Итак, я отправился на главный римский вокзал и сел на «скорый» — воистину скорый — чуть не сто километров в час. В Неаполе я прервал сицилийский маршрут, добрался до порта, сел на батискаф и приплыл на остров Капри — сюда, к «синьору Массимо Горки», зимой 1910 года, сбежав из бессрочной сибирской ссылки, приехал Дзержинский. Продолжать роман о Дзержинском, не рассказав о его дружбе с Горьким, нельзя, ибо два эти гиганта во многом определяли лицо нашей революции, а встретились они на Капри в годину трагичную для России, когда Столыпин громил социал-демократов, когда многие честные люди растерялись, изуверились, дрогнули. Именно тогда Горький ушел в богоискательство, именно тогда на время отошли от Ленина такие светлые умы, как Луначарский и Красин…
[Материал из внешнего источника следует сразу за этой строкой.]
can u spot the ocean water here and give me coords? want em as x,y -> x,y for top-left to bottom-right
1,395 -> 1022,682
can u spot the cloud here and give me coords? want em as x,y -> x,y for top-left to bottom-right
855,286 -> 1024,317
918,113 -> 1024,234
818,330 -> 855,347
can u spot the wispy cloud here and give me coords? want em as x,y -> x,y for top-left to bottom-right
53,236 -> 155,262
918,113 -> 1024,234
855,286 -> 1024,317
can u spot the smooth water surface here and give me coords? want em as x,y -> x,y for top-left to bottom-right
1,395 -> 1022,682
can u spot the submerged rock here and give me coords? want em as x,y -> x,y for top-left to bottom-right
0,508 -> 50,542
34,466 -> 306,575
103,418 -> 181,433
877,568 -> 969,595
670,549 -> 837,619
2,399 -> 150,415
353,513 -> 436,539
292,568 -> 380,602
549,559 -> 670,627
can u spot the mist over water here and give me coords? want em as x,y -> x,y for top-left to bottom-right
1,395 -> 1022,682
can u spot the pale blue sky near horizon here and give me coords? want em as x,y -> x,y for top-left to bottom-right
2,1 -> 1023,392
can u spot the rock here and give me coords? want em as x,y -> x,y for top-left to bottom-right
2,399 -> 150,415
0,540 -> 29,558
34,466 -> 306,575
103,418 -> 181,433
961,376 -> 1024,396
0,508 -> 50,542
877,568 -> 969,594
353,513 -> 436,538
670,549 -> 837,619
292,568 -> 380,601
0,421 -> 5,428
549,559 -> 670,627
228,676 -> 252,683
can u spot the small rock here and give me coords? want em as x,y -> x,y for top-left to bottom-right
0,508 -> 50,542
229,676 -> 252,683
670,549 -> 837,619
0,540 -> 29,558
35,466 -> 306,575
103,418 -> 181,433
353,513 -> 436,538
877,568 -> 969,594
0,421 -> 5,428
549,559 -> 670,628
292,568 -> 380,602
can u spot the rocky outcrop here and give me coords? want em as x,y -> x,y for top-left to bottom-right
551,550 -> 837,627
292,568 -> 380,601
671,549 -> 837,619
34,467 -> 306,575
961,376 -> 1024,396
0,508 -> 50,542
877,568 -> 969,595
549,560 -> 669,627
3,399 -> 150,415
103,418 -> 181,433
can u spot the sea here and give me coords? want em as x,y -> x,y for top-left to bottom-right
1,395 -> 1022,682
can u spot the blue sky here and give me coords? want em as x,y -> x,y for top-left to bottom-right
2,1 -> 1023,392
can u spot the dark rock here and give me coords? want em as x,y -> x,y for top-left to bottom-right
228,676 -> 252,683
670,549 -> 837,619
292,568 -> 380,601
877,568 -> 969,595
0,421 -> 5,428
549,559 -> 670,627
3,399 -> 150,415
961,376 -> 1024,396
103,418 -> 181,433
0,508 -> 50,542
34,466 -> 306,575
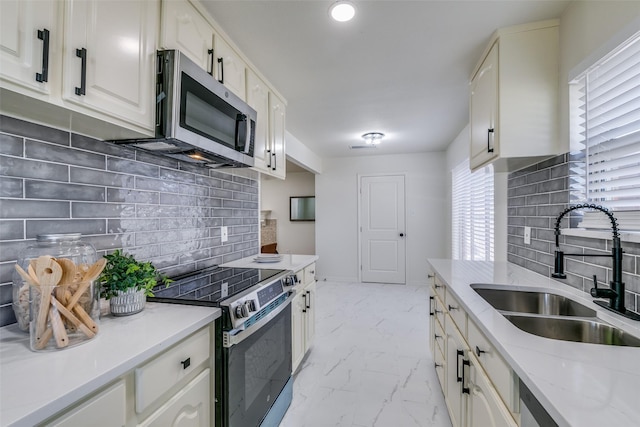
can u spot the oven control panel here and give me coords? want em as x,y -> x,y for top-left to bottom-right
224,276 -> 286,329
Я глубоко убежден, что писать, не погружаясь в обстановку действа, невозможно, причем погружение может быть разным, все, видимо, зависит от меры таланта: коли верить воспоминаниям, то ведь Пушкину потребовалось всего десять минут для того, чтобы понять «Бахчисарайский фонтан».
…Время подобно художнику-гримеру: оно может изменить внешнее; изменение внутреннее под силу лишь актеру, отмеченному искрой божьей. Капри ныне забито туристами, выпендреж здесь невероятный, люди живут не для себя — для окружающих, алчуще заглядывая в глаза: «запомнили меня?» Страх быть забытым, страх исчезнуть, мелькнув микросекундой, угадывается за этим. (Один старик на целине в пятьдесят шестом году попросил: «Сфотографируй меня, сынок». — «А зачем, батя? Не напечатаю ведь, я о молодежи пишу, о комсомольцах». Старик усмехнулся: «А и не печатай. Все жить покойней: когда помру — дубликат останется на земле-то».)
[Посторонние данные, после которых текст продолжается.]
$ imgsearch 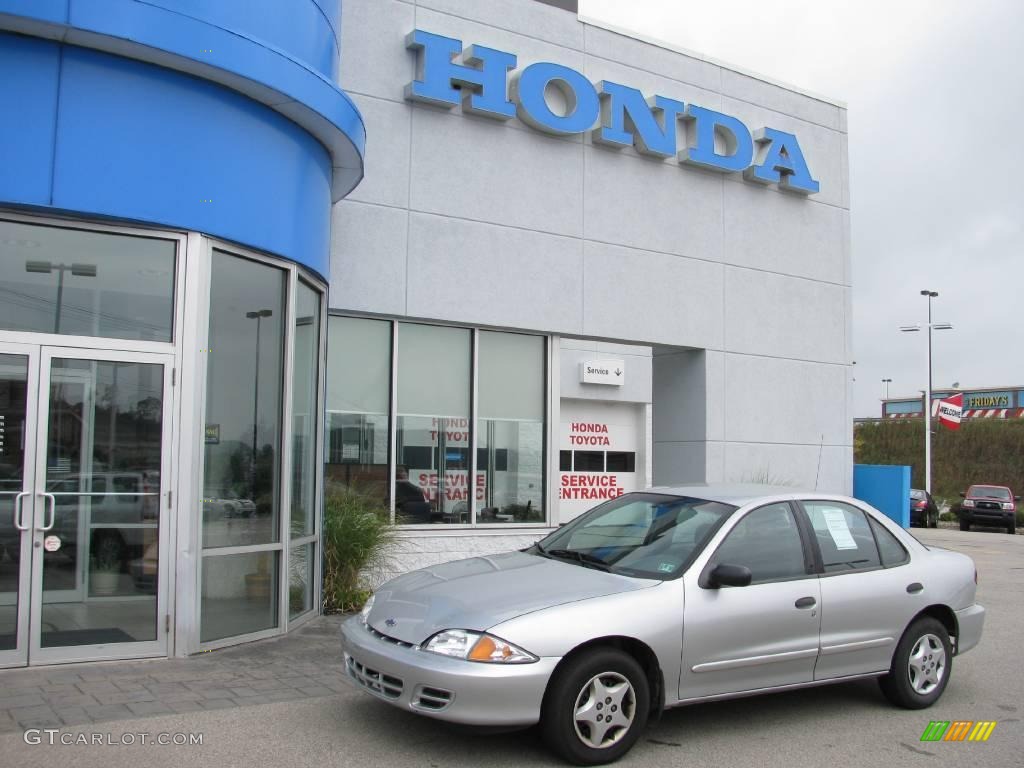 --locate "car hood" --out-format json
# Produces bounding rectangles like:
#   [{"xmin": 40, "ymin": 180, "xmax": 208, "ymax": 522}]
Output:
[{"xmin": 366, "ymin": 551, "xmax": 655, "ymax": 645}]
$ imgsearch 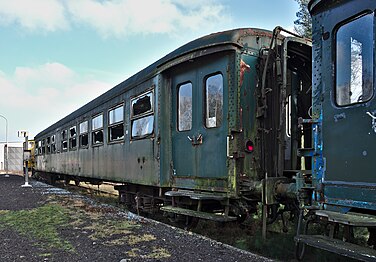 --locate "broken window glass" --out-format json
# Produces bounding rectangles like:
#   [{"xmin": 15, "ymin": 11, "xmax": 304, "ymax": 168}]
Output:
[
  {"xmin": 69, "ymin": 126, "xmax": 77, "ymax": 149},
  {"xmin": 132, "ymin": 115, "xmax": 154, "ymax": 138},
  {"xmin": 92, "ymin": 130, "xmax": 104, "ymax": 144},
  {"xmin": 70, "ymin": 126, "xmax": 77, "ymax": 137},
  {"xmin": 108, "ymin": 105, "xmax": 124, "ymax": 142},
  {"xmin": 132, "ymin": 92, "xmax": 153, "ymax": 117},
  {"xmin": 37, "ymin": 141, "xmax": 42, "ymax": 154},
  {"xmin": 205, "ymin": 74, "xmax": 223, "ymax": 128},
  {"xmin": 178, "ymin": 82, "xmax": 192, "ymax": 131},
  {"xmin": 46, "ymin": 136, "xmax": 51, "ymax": 154},
  {"xmin": 62, "ymin": 130, "xmax": 68, "ymax": 151},
  {"xmin": 92, "ymin": 114, "xmax": 104, "ymax": 145},
  {"xmin": 51, "ymin": 144, "xmax": 56, "ymax": 153},
  {"xmin": 80, "ymin": 134, "xmax": 89, "ymax": 147},
  {"xmin": 336, "ymin": 13, "xmax": 373, "ymax": 106},
  {"xmin": 109, "ymin": 123, "xmax": 124, "ymax": 141},
  {"xmin": 79, "ymin": 121, "xmax": 89, "ymax": 147},
  {"xmin": 62, "ymin": 130, "xmax": 68, "ymax": 140}
]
Угадать Капри Массимо Горки и Феликса Дзержинского можно лишь ночью, когда угомонится этот сказочный город, и разойдутся люди, и настанет тишина на крошечных улицах, и лишь старинный колокол будет отсчитывать часы, стеклянный, тихий, островной колокол… А потом колокол пробьет утро, полдень, и ты сядешь на батискаф, вернешься в Неаполь, штурмом возьмешь переполненный вагон экспресса на Сиракузы, приткнешься к окну (мест нет, какие тут места, спят в проходах, подстелив газету) и отправишься в Сицилию…
…Лишь после того, как наш состав загнали в трюм парома и эта белая громадина, сотрясаясь, почапала через красивый, йодистый, провально-черный в безрассветной еще ночи Мессинский пролив, в вагоне стало возможно дышать: пассажиры поднялись по узеньким корабельным лестницам на палубу — в буфете давали горячие сосиски и ледяную «колу», дул легкий бриз, и двадцать пять градусов казались сейчас прохладой после спертой духоты переполненных купе и коридоров «транситальянского» экспресса.
Сицилийский берег медленно выплывал из темноты, а может, и не из темноты выплывал он, а просто начало светать, и наступало разочарование: когда ждешь встречи с неведомым, всегда кажется, что увидишь нечто совершенно особое, а ничего особого не было — так же красиво, как и на Севере.
В Мессине сошли почти все пассажиры; можно войти в любое купе и сесть; после ночи на ногах это блаженство. Спать, однако, было бы преступлением: за Мессиной началась песчаная, иссушенно-желтая, истинная Сицилия: лимоны, оливки, громадина Этны. Я вспомнил студенческие годы, когда мы засматривались фильмом «Под небом Сицилии» с Массимо Джеротти в главной роли; молодой судья стоял на вокзале в маленьком, глухом городишке, а подле него был старик, который говорил устало (всезнание и опыт на экране обычно отмечены печатью усталости):
— Послушайте, вы ничего не измените здесь. Уезжайте в Палермо, сейчас будет последний поезд.
Судья пытался драться с мафией, наивно полагая, что закон на его стороне…
…А Сиракузы меня ошеломили своей тихой провинциальностью, извозчиками, африканской жарою и колючим песчаным суховеем: былому величию отчего-то всегда сопутствуют зной и колючий ветер пустынь; так было в Вавилоне, и в ливанском Баальбеке было так же, и на Мачу Пикчу, в Перу, было подобное ощущение, хоть и не дул песчаный суховей, и холодные горы громоздились окрест, и солнце было сухим, ослепительным, неживым, отрешенным, что ли. Неужели утраченное величие — константа постоянная и невозвратная?